INDOPOS.CO.ID – Dosen Hukum Pidana Universitas Trisakti, Azmi Syahputra menilai penyidik dalam kasus dugaan pembunuhan begal di Lombok Tengah, Nusa Tenggara Barat kurang teliti mengumpulkan bukti. Kasus tersebut menjadi perhatian masyarakat.
Polisi telah menetapkan korban begal Murtede atau Amaq Sinta (34) menjadi tersangka kasus dugaan pembunuhan dua orang begal. Padahal dia membela diri dari para pelaku kejahatan jalanan tersebut.
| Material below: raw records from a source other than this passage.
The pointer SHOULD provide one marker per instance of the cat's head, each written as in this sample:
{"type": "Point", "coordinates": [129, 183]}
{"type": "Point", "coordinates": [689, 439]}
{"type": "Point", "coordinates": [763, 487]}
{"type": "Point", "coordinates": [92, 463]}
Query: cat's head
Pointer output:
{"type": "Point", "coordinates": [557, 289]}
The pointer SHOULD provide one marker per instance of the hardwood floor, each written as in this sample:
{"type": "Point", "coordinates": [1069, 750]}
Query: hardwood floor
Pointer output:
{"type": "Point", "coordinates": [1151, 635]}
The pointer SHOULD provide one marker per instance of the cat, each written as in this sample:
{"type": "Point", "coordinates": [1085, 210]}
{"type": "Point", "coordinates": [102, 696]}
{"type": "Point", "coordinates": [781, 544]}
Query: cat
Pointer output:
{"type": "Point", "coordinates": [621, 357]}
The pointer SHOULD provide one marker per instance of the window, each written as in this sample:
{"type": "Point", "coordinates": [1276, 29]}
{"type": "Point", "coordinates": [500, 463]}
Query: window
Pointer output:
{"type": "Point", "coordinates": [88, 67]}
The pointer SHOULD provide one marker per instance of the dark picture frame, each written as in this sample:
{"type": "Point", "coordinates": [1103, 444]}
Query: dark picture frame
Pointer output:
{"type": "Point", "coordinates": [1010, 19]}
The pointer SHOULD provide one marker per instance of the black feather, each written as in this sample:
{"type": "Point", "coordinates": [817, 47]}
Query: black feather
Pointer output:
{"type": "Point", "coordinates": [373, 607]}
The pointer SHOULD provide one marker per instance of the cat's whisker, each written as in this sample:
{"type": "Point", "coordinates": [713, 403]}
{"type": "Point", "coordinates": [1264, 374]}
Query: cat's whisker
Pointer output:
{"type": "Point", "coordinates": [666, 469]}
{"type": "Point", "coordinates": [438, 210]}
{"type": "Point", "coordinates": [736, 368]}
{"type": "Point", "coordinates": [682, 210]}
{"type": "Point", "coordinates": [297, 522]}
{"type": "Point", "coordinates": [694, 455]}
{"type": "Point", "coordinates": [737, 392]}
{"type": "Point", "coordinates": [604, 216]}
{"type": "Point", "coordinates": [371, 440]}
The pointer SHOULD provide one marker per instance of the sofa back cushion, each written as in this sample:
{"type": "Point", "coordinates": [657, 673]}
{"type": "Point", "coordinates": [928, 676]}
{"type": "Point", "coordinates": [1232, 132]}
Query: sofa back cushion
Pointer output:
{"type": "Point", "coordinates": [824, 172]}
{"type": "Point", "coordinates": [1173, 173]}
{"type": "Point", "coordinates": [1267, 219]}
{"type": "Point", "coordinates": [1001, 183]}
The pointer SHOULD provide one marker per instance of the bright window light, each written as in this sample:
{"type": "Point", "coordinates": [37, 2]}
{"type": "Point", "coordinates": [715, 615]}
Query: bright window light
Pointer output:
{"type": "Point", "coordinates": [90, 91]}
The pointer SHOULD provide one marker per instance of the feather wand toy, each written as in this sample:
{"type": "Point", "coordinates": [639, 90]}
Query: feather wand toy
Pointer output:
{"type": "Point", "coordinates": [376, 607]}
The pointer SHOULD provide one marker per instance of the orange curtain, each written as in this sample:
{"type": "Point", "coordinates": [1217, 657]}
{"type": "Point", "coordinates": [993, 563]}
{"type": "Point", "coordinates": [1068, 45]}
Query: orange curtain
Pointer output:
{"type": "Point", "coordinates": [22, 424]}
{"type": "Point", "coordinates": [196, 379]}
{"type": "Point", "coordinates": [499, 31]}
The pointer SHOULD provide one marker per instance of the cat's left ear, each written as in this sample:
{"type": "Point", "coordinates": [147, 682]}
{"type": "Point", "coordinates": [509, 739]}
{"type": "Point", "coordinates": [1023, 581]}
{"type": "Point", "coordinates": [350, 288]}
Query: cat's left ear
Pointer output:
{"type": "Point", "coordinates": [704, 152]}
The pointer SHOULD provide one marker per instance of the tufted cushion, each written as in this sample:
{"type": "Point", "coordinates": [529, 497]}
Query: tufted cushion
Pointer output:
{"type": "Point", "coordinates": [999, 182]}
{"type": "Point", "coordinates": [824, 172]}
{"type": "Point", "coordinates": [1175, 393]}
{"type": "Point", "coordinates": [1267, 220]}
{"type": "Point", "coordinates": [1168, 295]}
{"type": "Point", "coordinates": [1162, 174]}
“Penyidik dalam kasus ini kurang teliti, dalam mempetakan dan mencari termasuk mengumpulkan bukti, kalau penyidik teliti dan cermat semestinya akan membuat terang dan jelas atas peristiwa pidana ini,” kata Azmi melalui gawai, Jakarta, Sabtu (16/4/2022).
Seperti mengacu Pasal 49 KUHP menyebutkan orang yang melakukan pembelaan darurat, sekaligus sebagai upaya dari dirinya yang tidak dapat dihindarinya atas sebuah keadaan terpaksa.
Sehingga berdasarkan perintah pasal tersebut dan fakta yang ada, maka perbuatan itu semestinya oleh penyidik sejak awal menjadi pengecualian.
“Harus dihentikan demi hukum, karena tindakannya ini tidak dapat dihukum, bukan pula melabeli status tersangka,” tutur Azmi.
Adapun payung hukum yang dapat digunakan penyidik Pasal 7 huruf i KUHAP dan Pasal 109 KUHAP, yang memberikan kewenangan pada penyidik menghentikan penyidikan.
“Jadi tidak perlu perkara dengan karakteristik seperti ini, bagi korban begal membela diri ditahan apalagi sampai tahap pengadilan, ini tidak efektif,” ujarnya.
Insiden tersebut terjadi di Desa Ganti, Kecamatan Praya Timur pada Minggu, (10/4/2022) dini hari. Korban begal dikenakan Pasal 338 KUHP menghilangkan nyawa seseorang melanggar hukum maupun Pasal 351 KUHP ayat (3) melakukan penganiayaan mengakibatkan hilang nyawa seseorang.(dan)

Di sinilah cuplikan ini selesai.